Online Musings of a Public Historian

Posts tagged ‘digitization’

Archiving the Web: A Question of Content

From my understanding of Abbie Grotke’s “Web Archiving at the Library of Congress,” the main idea behind archiving online content is “to reflect the true evolution of society, government, and culture online…[in order to] ensure that a representative sample of the web is preserved.”  While this seems a simple enough notion, the actual implementation of this preservation process carries with it a number of challenges and questions along the way.

The largest of these challenges is the question of what exactly should be preserved in order to fully realize the goal of presenting the changing ideas, values, and beliefs of contemporary society for future study. In some cases, such as Roy Rosenzweig’s case study of the online collection effort following the terrorist attacks of September 11th, 2001, the answer is obvious.  Events carrying such heavy global, national, and historic significance clearly require documentation, as do any digital content associated with them.  The question of what sort of content is worthy of preservation is where the proverbial waters tend to get murky.  Functioning as a simultaneously public and personal space, the web serves as a platform for not only “official” responses to such high-profile events (in the form of online newspapers, web pages for government organizations, and the like), but also the reactions of everyday individuals through social media networks, interpersonal messages, and online journals and blogs.

This combination of professional and recreational content offers historians a vast array of material through which can be gathered a well-rounded snapshot of the core ideals, beliefs, and values of contemporary society. As pointed out by Jinfang Niu in “An Overview of Web Archiving,” this snapshot is not limited to what can be considered the “better” aspects of society (“literature, scientific publishing”), but also representative of some of the “worst” (“advertising, pornography”).  Such an array of material ranging from the ephemeral to the long-lasting, from the enlightening to the unsavory form the basis for the challenge of deciding which content to preserve within the digital archiving system.  This initial question spawns further issues, such as those of copyright, ownership, and fair use.

How far should an institution go when it comes to archiving online material? Should a certain type of content take priority for preservation over others (scholarly vs. personal, for example)? If so, does this skew the “well-rounded” snapshot of society that historians are striving to preserve?

Check out some video interviews for Association of Research Libraries’ Code of Practices in Fair Use here. Does this Code of Practices ease some of the challenges faced in web archiving?

Preserving the Digital


Today, the amount of information available online is astonishing.  Social media networks allow anyone who uses them (which, arguably, a significant amount of the population does) to leave a digital record of themselves through online photo albums, sharing internal thoughts, feelings, and beliefs in text posts, and conversations between one another – both public and private.  Research databases such as those offered by JSTOR and the Library of Congress allow users easy access to scholarly articles and primary sources alike, thanks to the transference of physical items, papers, and photographs to a digital medium through scanning and the like.  In fact, one could argue, that this ability to transform the physical into the digital is itself a significant innovation in terms of preserving historic material.
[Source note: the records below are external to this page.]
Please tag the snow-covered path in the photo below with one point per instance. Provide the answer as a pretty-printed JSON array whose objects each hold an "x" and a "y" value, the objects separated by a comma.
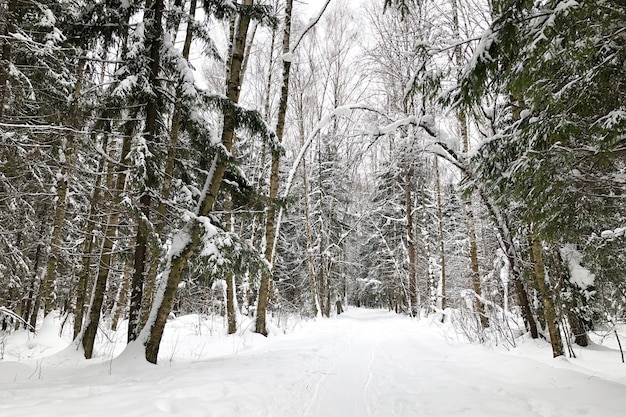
[{"x": 362, "y": 364}]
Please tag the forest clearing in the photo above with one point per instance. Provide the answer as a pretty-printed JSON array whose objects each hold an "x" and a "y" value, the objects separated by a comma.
[
  {"x": 363, "y": 363},
  {"x": 193, "y": 192}
]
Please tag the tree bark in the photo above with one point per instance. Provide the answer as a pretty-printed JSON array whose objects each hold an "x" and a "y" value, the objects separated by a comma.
[
  {"x": 6, "y": 54},
  {"x": 550, "y": 312},
  {"x": 154, "y": 15},
  {"x": 83, "y": 278},
  {"x": 410, "y": 241},
  {"x": 167, "y": 176},
  {"x": 190, "y": 237},
  {"x": 106, "y": 257},
  {"x": 441, "y": 291},
  {"x": 264, "y": 288}
]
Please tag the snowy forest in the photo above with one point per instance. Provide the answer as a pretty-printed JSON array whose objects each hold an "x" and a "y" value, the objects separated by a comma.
[{"x": 463, "y": 160}]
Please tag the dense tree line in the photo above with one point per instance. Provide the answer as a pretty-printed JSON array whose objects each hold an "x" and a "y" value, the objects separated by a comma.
[{"x": 467, "y": 161}]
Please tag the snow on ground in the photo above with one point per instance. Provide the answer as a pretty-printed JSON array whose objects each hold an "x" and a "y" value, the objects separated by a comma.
[{"x": 364, "y": 363}]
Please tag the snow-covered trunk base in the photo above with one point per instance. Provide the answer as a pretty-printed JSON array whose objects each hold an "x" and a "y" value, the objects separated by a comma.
[
  {"x": 548, "y": 302},
  {"x": 186, "y": 241}
]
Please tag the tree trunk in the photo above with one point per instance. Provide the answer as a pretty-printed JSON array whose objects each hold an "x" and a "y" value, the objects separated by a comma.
[
  {"x": 189, "y": 238},
  {"x": 167, "y": 177},
  {"x": 540, "y": 282},
  {"x": 106, "y": 257},
  {"x": 410, "y": 242},
  {"x": 6, "y": 54},
  {"x": 264, "y": 288},
  {"x": 568, "y": 300},
  {"x": 315, "y": 303},
  {"x": 83, "y": 278},
  {"x": 122, "y": 298},
  {"x": 441, "y": 291},
  {"x": 154, "y": 15}
]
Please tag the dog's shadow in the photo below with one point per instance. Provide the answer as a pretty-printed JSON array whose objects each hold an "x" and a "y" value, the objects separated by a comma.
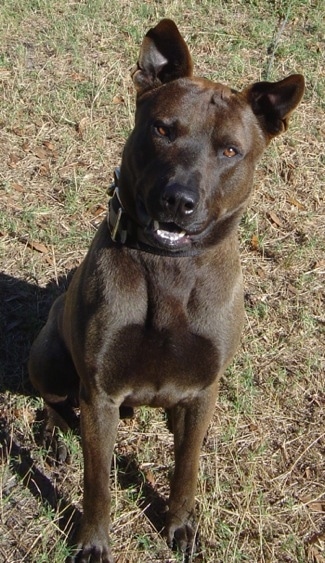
[
  {"x": 129, "y": 475},
  {"x": 24, "y": 309}
]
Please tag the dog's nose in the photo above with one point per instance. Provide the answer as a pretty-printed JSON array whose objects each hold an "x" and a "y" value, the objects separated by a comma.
[{"x": 178, "y": 201}]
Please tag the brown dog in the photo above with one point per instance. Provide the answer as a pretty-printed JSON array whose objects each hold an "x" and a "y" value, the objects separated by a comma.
[{"x": 154, "y": 313}]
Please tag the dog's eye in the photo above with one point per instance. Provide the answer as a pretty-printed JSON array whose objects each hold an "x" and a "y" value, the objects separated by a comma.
[
  {"x": 229, "y": 152},
  {"x": 162, "y": 130}
]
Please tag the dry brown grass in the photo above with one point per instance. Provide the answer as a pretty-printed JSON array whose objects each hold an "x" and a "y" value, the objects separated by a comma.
[{"x": 66, "y": 108}]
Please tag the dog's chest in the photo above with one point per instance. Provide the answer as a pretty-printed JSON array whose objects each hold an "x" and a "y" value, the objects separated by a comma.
[{"x": 165, "y": 352}]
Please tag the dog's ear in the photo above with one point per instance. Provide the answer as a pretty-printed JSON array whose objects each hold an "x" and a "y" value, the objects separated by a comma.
[
  {"x": 273, "y": 102},
  {"x": 164, "y": 56}
]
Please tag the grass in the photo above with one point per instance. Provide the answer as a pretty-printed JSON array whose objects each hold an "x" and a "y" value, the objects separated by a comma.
[{"x": 66, "y": 109}]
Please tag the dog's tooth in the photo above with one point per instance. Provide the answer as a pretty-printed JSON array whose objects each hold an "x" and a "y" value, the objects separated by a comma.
[{"x": 170, "y": 235}]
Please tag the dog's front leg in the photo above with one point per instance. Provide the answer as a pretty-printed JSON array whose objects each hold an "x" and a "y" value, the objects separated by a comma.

But how do we go about preserving this digital historic material?

In his essay, “Scarcity or Abundance? Preserving the Past in a Digital Era,” Roy Rosenzweig addresses precisely this question.  Asserting that with the digital boom of recent decades historians have, in a way, fallen victim to the misconception “that we have [reached] a golden age of preservation in which everything of importance was saved,” Rosenzweig highlights the significant absence of any substantial tool or methodology for the preservation of online materials. Urging historians not to take a backseat to the proceedings concerning the development of more advanced digital preservation, Rosenzweig sounds a call to action of sorts for those in the field to take on the “social, economic, legal, and organizational” hazards that come along with digital documents, particularly in issues of authenticity and ownership.

Written in 2003, Rosenzweig’s article is, admittedly, a bit dated.  However, simply looking at the vast changes within the digital world over the course of the past decade serves to reinforce his primary points.  As these rapid technological changes take place, how can a single system of preservation for digital materials be developed and employed? Have we made any progress since the time of Rosenzweig’s writing? What more can we do? How do you think the digital sphere is going to look a decade from now?

As a postscript of sorts, the Bert is Evil website lamented by Rosenzweig for its deletion from the digital world following the 9/11 attacks appears today to be alive and well on the web. Additionally, it seems to now have a sister site, Barby is Bad, chronicling the nefarious deeds of another American children’s icon, the Barbie doll.  While I am unsure if these sites were created by the initial Bert is Evil web designer, I still encourage you to check them out — they are pretty entertaining!